This week on The Flash, Barry Allen and the Star Labs crew deal with a woman who can create bombs with a single touch, and Joe and Barry try to convince Iris to quit searching for the Streak. Despite breaking off for a week after the season’s high with Felicity making a guest appearance, the show returns with the same momentum, continuing to prove that it’s the show to beat this fall. Its quality doesn’t match some of its fellow contemporaries and still has a lot of growing room, but it’s certainly one of the most flat-out enjoyable series currently airing, and it does so by creating conflict through levity and joy. It isn’t all fun and games on The Flash, but it’s earnest.
The episode “Plastique” does a greater job of solidifying secondary characters with little moments. Caitlin having test tube vials in her purse, Cisco’s outrage at Barry destroying the suit, Iris’s initial belief in the Streak because of her affection towards Barry, even Joe’s incredulous laughter at Barry’s trick at altering the sound of his voice: all of these moments, however slight, succeed at informing what we know of these characters as well as settling them as people rather than sketches.

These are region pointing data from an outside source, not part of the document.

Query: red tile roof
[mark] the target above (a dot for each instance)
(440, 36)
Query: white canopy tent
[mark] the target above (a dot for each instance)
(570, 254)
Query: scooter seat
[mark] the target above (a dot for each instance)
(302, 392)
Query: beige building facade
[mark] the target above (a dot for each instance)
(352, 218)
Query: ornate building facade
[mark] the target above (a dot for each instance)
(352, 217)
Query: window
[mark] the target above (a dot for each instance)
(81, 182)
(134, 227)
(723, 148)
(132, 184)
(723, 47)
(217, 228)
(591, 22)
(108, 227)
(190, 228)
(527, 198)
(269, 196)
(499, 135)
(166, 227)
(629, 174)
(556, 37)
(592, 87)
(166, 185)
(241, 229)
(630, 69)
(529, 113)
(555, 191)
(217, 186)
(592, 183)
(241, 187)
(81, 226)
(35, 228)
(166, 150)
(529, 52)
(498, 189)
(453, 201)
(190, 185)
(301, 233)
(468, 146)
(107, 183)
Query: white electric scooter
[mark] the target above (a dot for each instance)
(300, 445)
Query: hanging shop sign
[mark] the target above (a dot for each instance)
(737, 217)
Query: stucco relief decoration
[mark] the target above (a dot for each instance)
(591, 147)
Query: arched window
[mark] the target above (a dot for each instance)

The character gets some welcome time dedicated to her this week as the repercussions of Barry and Joe’s lies begin to show themselves. Iris is a smart young woman; she’s known Barry all her life and she knows when he’s lying to her. However, as with most superheroes and their secret identities, Barry and Joe have decided that she’d be safer if she didn’t know his true identity. Joe talking to her doesn’t change her mind, Barry talking to her just angers her as she tells him incredulously that he’s always believed in the supernatural and bizarre and now, when Iris does too, he’s doubtful? He tells her in a manipulative move that it’s a way of moving past his family’s history and that she should do the same.
Barry is able to tell that she isn’t convinced and, in a move very much a nod to the Superman and Lois Lane interview scene, The Flash meets Iris where she works and the two go to the roof in one of the show’s best scenes to date, due to the mixture of emotional poignancy and CGI speeder effects. Iris tells The Flash that her belief in him first stemmed from wanting to help Barry and see the way he does. It’s a sweet scene, but he too tells her, or asks her, to please stop blogging about him.

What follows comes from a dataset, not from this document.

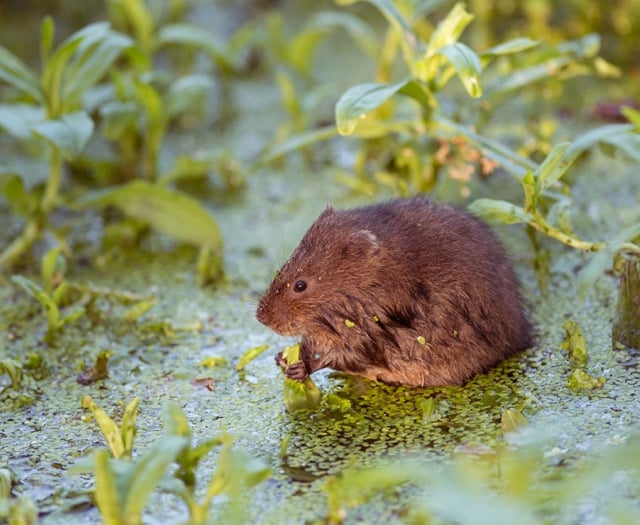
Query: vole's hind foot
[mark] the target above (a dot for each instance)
(297, 371)
(280, 361)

Stubborn and persistent, Iris isn’t ready to give up. She wants the world to know about their city’s guardian and her refusal to back down, and her adding her name to her article’s byline drives Barry to his breaking point. The two of them talk again, and this time it ends with the two deciding to not see each other for a while. This is a significant decision considering earlier in the episode Barry realized Joe knew about his feelings for Iris, but it also makes sense even if it’s frustrating. It’ s a way to break the characters up for a while, add some drama and some need to rebuild trust, and it’s a way for Barry to dodge questions that he has the answers to but has to lie about to the girl he loves.
Elsewhere in the episode is Plastique, a meta-human who isn’t a villain but is having a hard time controlling her abilities. She’s been questioned, probed and experimented on by Army officials, and she escapes into the Star Labs care. However, Wells, Cisco and Caitlin tell Barry that they can’t just let her hang around considering she’s literally a walking, talking, ticking time bomb.
She’s helped less when Wells tricks her into going after her previous captor, whom Wells has a troubled past with, and just as Barry races to stop her, she’s shot. Her body is turned into the bomb, ready to detonate at any moment, and Barry has to test his limits and run on water to dispose of her body in a safe place and then make it away far enough so that the blast doesn’t kill him. It’s just one of the cool visual tricks of the episode, the first being when Barry learns he can run up a building to save a man’s life. Barry’s excitement at each new development makes it even more enjoyable for fans who are simply pleased to see a superhero thrilled with his powers.
It’s another strong episode, and the ending scene with Wells and Gorilla Grodd had me feeling like a very content superhero fan. How they’re going to manage a Grodd storyline or if they’re even going to attempt it is still up in the air, but I’m just happy they’re going to try.